The Ottawa School of Art, where Sharpe taught for some 40 years, expressed condolences in a Facebook post.
“The staff, students, and instructors at the Ottawa School of Art were devastated to hear of the passing of Blair Sharpe this morning. Blair was an integral part of the school. In 1974 he began teaching drawing and painting at the Ottawa School of Art (then the Ottawa Municipal Art Centre) where he taught for over 40 years. In 2011 he was awarded an Honorary Diploma in Fine Arts by the graduating class of the Ottawa School of Art. In 2014, the OSA recognized him for 40 years of excellence in art education.”
Sharpe had been battling ill health since 2015 when he was diagnosed with a condition known as pulmonary fibrosis (lung scarring). The scarring stemmed from a rare condition called hypersensitivity pneumonitis, according to an article posted on the website ottawagiftoflife.ca by Sharpe and his wife Brenda Sharpe.
He was not given much time to live without a double lung transplant which he received in 2017.
At the time of his pulmonary fibrosis diagnosis, his trademark humour was on view.
“I always thought art was a matter of life and death. This kind of proves it,” he told CTV news in an interview.
The double lung transplant limited his ability to work and he stopped teaching at the OSA.

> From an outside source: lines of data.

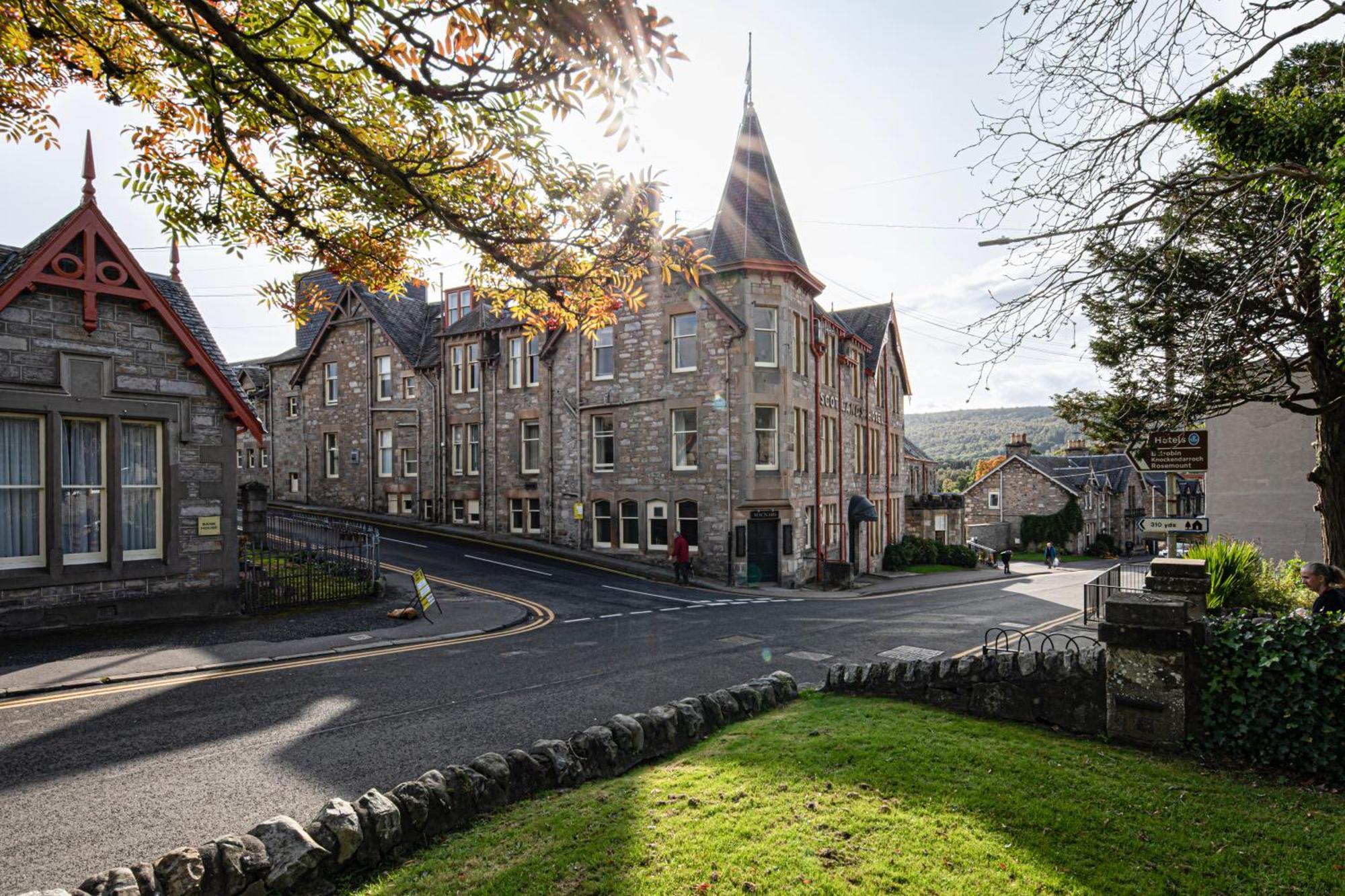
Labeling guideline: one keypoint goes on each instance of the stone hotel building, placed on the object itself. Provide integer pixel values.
(739, 412)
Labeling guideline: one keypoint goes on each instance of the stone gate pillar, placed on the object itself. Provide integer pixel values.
(1153, 670)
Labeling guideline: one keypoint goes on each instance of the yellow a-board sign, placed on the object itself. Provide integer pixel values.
(424, 595)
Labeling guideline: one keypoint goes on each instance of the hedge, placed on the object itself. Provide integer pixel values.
(1276, 692)
(1058, 528)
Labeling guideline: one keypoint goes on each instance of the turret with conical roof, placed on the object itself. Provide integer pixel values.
(754, 221)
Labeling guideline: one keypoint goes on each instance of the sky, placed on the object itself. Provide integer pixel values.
(864, 106)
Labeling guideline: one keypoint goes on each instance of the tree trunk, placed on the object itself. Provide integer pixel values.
(1330, 471)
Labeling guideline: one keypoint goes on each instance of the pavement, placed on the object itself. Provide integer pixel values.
(92, 778)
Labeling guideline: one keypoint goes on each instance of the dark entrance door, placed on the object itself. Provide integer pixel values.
(763, 551)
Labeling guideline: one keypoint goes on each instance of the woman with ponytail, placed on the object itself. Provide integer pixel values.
(1325, 581)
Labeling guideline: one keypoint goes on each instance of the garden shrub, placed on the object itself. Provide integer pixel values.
(1276, 690)
(1234, 568)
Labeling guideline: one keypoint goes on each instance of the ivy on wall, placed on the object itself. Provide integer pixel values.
(1058, 528)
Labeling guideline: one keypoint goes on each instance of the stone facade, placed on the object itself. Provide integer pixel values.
(119, 378)
(575, 442)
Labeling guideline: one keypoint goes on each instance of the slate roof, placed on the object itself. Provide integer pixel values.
(870, 323)
(913, 450)
(754, 220)
(406, 319)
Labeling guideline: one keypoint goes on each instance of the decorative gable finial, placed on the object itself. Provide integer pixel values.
(174, 257)
(747, 96)
(89, 173)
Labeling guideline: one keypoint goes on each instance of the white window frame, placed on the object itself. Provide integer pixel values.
(677, 341)
(38, 559)
(523, 447)
(610, 435)
(102, 555)
(332, 456)
(621, 520)
(605, 339)
(774, 314)
(516, 362)
(385, 452)
(681, 525)
(158, 487)
(384, 368)
(455, 369)
(332, 391)
(533, 376)
(680, 432)
(775, 436)
(474, 459)
(458, 448)
(657, 510)
(607, 517)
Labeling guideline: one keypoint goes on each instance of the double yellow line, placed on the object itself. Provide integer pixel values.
(543, 616)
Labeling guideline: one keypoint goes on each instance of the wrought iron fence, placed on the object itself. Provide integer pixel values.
(1120, 579)
(303, 560)
(1012, 641)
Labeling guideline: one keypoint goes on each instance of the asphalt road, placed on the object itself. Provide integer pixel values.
(108, 778)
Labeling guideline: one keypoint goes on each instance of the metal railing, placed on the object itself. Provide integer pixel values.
(1012, 641)
(306, 560)
(1120, 579)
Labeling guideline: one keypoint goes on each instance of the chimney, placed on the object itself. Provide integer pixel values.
(1019, 446)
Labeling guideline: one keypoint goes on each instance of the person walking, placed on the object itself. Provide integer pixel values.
(681, 553)
(1324, 581)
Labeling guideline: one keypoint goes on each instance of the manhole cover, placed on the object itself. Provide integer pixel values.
(906, 651)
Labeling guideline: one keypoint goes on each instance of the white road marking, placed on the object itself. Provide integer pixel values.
(681, 600)
(510, 565)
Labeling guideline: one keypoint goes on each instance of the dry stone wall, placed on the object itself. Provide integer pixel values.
(1056, 688)
(282, 854)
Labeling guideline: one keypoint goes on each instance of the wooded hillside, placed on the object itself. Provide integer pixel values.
(962, 438)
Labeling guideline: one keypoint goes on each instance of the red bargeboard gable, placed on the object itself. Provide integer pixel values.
(85, 255)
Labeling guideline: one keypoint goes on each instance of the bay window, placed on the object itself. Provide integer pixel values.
(22, 494)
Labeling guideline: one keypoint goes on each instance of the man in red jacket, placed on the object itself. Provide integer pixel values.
(681, 553)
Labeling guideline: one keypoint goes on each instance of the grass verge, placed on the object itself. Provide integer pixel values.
(843, 794)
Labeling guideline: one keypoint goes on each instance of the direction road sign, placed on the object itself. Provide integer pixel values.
(1180, 525)
(1176, 451)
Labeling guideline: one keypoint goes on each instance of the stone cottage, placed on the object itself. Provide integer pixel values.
(1112, 495)
(118, 436)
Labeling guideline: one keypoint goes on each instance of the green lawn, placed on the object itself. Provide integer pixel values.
(848, 794)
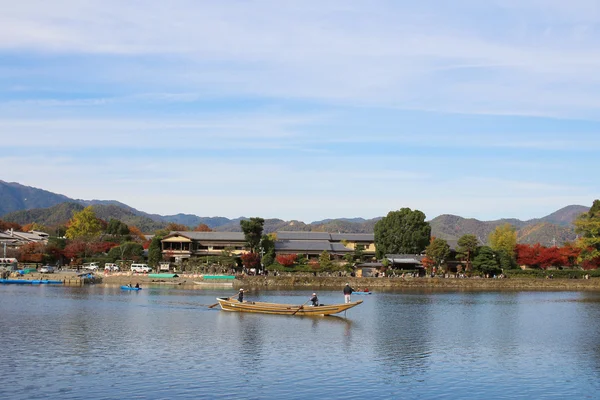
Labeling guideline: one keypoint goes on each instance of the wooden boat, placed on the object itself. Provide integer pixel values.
(124, 287)
(228, 304)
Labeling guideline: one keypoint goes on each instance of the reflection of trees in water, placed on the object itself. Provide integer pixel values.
(402, 341)
(588, 339)
(251, 339)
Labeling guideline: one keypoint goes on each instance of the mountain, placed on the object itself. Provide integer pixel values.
(16, 197)
(24, 204)
(60, 214)
(556, 228)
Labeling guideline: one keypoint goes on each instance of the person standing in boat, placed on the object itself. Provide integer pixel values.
(347, 292)
(314, 300)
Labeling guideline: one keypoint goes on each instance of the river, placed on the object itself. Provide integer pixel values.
(99, 342)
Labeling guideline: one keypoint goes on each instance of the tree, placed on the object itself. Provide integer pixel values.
(251, 260)
(588, 226)
(287, 260)
(325, 261)
(504, 238)
(486, 262)
(467, 246)
(402, 232)
(202, 228)
(253, 229)
(267, 245)
(155, 250)
(84, 225)
(117, 228)
(438, 251)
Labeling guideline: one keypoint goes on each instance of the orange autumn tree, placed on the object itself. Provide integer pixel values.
(287, 260)
(202, 228)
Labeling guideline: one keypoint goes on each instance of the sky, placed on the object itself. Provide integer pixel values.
(305, 110)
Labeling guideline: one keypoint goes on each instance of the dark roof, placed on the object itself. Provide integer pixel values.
(353, 237)
(404, 258)
(310, 245)
(285, 235)
(336, 237)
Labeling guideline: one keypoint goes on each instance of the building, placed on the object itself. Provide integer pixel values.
(178, 246)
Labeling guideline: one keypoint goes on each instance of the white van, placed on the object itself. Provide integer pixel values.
(140, 268)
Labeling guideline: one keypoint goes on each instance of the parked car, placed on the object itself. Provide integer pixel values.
(91, 266)
(140, 268)
(111, 267)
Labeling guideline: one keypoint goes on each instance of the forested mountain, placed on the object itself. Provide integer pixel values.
(23, 205)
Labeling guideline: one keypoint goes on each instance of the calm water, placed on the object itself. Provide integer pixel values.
(165, 343)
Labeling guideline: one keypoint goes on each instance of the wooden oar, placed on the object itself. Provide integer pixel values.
(301, 307)
(216, 304)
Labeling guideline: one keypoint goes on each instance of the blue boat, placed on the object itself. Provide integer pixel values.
(16, 281)
(46, 282)
(124, 287)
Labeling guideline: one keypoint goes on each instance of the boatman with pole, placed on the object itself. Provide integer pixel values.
(347, 292)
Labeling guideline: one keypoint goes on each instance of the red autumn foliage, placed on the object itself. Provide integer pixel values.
(75, 249)
(427, 262)
(31, 252)
(101, 247)
(5, 226)
(251, 260)
(202, 228)
(538, 256)
(287, 260)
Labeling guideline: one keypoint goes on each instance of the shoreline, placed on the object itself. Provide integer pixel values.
(186, 281)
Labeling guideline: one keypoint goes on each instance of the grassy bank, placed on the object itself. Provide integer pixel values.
(311, 282)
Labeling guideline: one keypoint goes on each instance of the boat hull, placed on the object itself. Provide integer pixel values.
(129, 288)
(283, 309)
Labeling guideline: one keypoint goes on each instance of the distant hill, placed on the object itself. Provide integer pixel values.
(24, 204)
(16, 197)
(60, 214)
(554, 228)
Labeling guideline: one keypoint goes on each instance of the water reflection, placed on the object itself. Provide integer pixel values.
(407, 344)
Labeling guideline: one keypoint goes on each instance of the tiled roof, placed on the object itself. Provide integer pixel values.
(231, 236)
(336, 237)
(310, 245)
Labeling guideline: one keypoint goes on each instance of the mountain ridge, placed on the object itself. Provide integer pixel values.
(24, 204)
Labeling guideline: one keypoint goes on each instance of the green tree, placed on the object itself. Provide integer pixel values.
(438, 251)
(155, 250)
(588, 226)
(325, 261)
(402, 232)
(504, 238)
(131, 251)
(117, 228)
(84, 225)
(253, 229)
(486, 261)
(467, 246)
(267, 245)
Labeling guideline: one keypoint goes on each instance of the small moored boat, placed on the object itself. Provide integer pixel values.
(124, 287)
(228, 304)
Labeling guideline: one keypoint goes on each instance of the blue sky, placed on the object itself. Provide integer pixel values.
(305, 110)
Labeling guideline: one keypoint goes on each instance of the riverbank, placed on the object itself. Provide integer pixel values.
(187, 281)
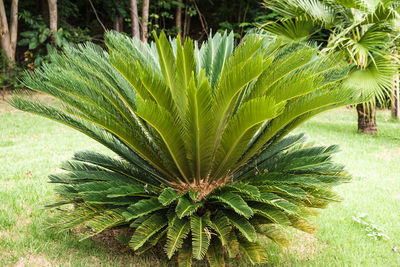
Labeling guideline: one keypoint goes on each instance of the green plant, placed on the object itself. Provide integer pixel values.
(372, 229)
(363, 31)
(205, 167)
(37, 39)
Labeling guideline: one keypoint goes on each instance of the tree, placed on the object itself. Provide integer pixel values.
(205, 163)
(145, 18)
(178, 17)
(9, 34)
(362, 30)
(53, 15)
(134, 19)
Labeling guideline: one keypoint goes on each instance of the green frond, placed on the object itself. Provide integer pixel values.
(215, 254)
(254, 252)
(233, 201)
(142, 207)
(200, 235)
(220, 224)
(241, 130)
(186, 207)
(243, 225)
(167, 196)
(185, 255)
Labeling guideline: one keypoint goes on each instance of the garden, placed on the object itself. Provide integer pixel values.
(154, 133)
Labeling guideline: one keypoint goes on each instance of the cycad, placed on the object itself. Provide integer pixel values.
(204, 166)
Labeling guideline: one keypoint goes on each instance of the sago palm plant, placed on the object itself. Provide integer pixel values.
(205, 166)
(364, 30)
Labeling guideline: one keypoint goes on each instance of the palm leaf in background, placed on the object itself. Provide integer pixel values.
(205, 164)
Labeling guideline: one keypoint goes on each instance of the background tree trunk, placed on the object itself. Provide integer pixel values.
(178, 18)
(8, 41)
(53, 19)
(135, 19)
(367, 119)
(145, 18)
(14, 26)
(395, 97)
(119, 24)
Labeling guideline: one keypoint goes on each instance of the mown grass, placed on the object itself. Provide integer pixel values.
(32, 147)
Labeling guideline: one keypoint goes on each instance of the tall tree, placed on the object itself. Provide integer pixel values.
(178, 17)
(118, 23)
(361, 30)
(135, 19)
(53, 15)
(8, 36)
(145, 18)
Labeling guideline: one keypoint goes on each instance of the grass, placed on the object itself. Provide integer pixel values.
(32, 147)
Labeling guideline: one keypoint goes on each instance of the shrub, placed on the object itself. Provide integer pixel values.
(205, 164)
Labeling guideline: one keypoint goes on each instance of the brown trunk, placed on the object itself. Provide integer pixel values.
(53, 19)
(145, 18)
(14, 26)
(118, 24)
(135, 19)
(178, 17)
(367, 119)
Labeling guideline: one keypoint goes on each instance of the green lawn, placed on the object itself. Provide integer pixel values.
(32, 147)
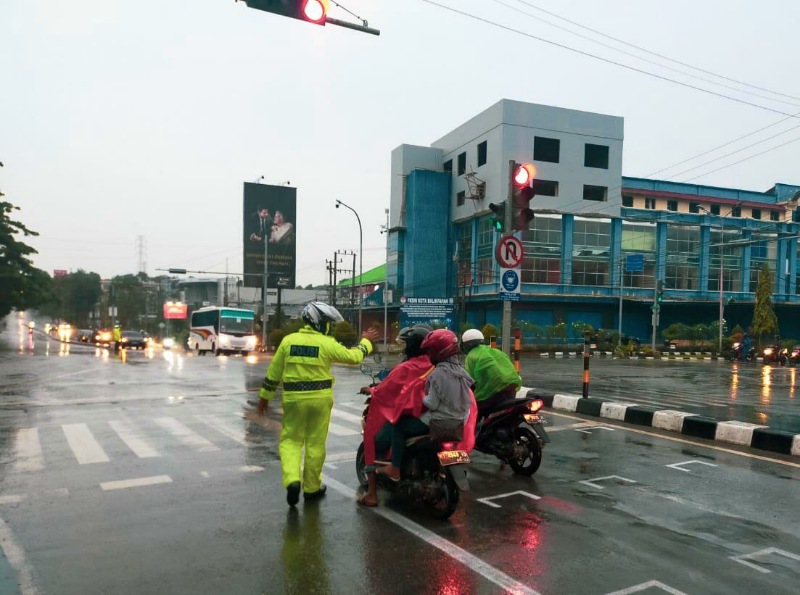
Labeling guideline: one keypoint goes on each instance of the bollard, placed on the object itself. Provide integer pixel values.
(586, 355)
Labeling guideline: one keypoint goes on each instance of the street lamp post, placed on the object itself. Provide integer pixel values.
(360, 255)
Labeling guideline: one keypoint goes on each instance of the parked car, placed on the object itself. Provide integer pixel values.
(134, 340)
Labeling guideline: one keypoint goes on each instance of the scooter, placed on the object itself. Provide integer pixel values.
(432, 474)
(513, 431)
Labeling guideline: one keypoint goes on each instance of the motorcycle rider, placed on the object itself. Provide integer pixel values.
(496, 380)
(302, 363)
(400, 393)
(448, 399)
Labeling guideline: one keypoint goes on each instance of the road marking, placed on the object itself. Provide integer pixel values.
(518, 492)
(29, 450)
(85, 448)
(692, 442)
(648, 585)
(589, 431)
(765, 552)
(348, 416)
(680, 466)
(338, 430)
(234, 433)
(591, 482)
(134, 439)
(16, 558)
(185, 435)
(470, 561)
(135, 483)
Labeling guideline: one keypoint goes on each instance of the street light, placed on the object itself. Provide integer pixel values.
(721, 263)
(360, 256)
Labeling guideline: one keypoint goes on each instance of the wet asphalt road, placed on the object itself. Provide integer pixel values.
(149, 474)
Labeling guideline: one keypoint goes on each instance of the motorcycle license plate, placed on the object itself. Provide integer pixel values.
(453, 457)
(535, 418)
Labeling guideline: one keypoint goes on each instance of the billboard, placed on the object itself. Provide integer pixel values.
(175, 311)
(269, 226)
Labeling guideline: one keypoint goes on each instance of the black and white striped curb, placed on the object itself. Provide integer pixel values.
(688, 424)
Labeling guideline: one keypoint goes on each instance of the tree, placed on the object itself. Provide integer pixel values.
(22, 285)
(764, 319)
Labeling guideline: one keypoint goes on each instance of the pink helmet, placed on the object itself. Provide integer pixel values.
(440, 345)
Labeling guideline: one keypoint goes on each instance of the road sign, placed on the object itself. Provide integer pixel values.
(509, 285)
(634, 263)
(509, 252)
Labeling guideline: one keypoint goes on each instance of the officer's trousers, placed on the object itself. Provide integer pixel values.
(305, 426)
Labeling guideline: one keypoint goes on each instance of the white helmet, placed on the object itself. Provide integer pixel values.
(470, 339)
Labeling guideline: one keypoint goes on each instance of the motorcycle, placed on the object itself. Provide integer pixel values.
(736, 353)
(501, 431)
(433, 474)
(774, 354)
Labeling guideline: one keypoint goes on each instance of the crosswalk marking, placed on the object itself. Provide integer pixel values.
(347, 416)
(133, 438)
(29, 450)
(185, 435)
(232, 432)
(85, 448)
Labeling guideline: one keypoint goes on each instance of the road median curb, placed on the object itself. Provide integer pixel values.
(681, 422)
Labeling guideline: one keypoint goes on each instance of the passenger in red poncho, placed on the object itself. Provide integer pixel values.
(400, 393)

Sharpe was born in Montréal in 1954. He lived across Canada and overseas before arriving in Ottawa in 1973.
He pursued a career as a visual artist and after his arrival in Ottawa he studied with local artists Richard Gorman (1935–2010) and James Boyd (1928–2002).
Over his career, Sharpe exhibited widely, with numerous solo shows in Ottawa and Toronto, as well as group exhibitions across Canada and abroad. In 1989, he was featured in a mid-career retrospective at the Ottawa Art Gallery, in the Arts Court building.
According to his biography, Sharpe’s work was “rooted in the rigorous traditions of formal abstract painting while maintaining a strong affinity to nature and natural process. His most recent works, the extended On Some Faraway Beach series, focus on the physical and formal attributes of composition while simultaneously engaging the spaces, edges and boundaries of the the known and unknown. These imaginary ‘beachscapes’ provide an excellent opportunity for reflection, contemplation and escape.”
His work is included in public, private and corporate collections. His public commissions include the mural Ouananiche at the Jack Purcell Community Centre and River’s Invitation at the Smyth Transitway Station in Ottawa.
As a teacher of adults and children, Sharpe also worked with the city of Ottawa, Gloucester High School, the Carleton Board of Education and the Glebe Community Centre.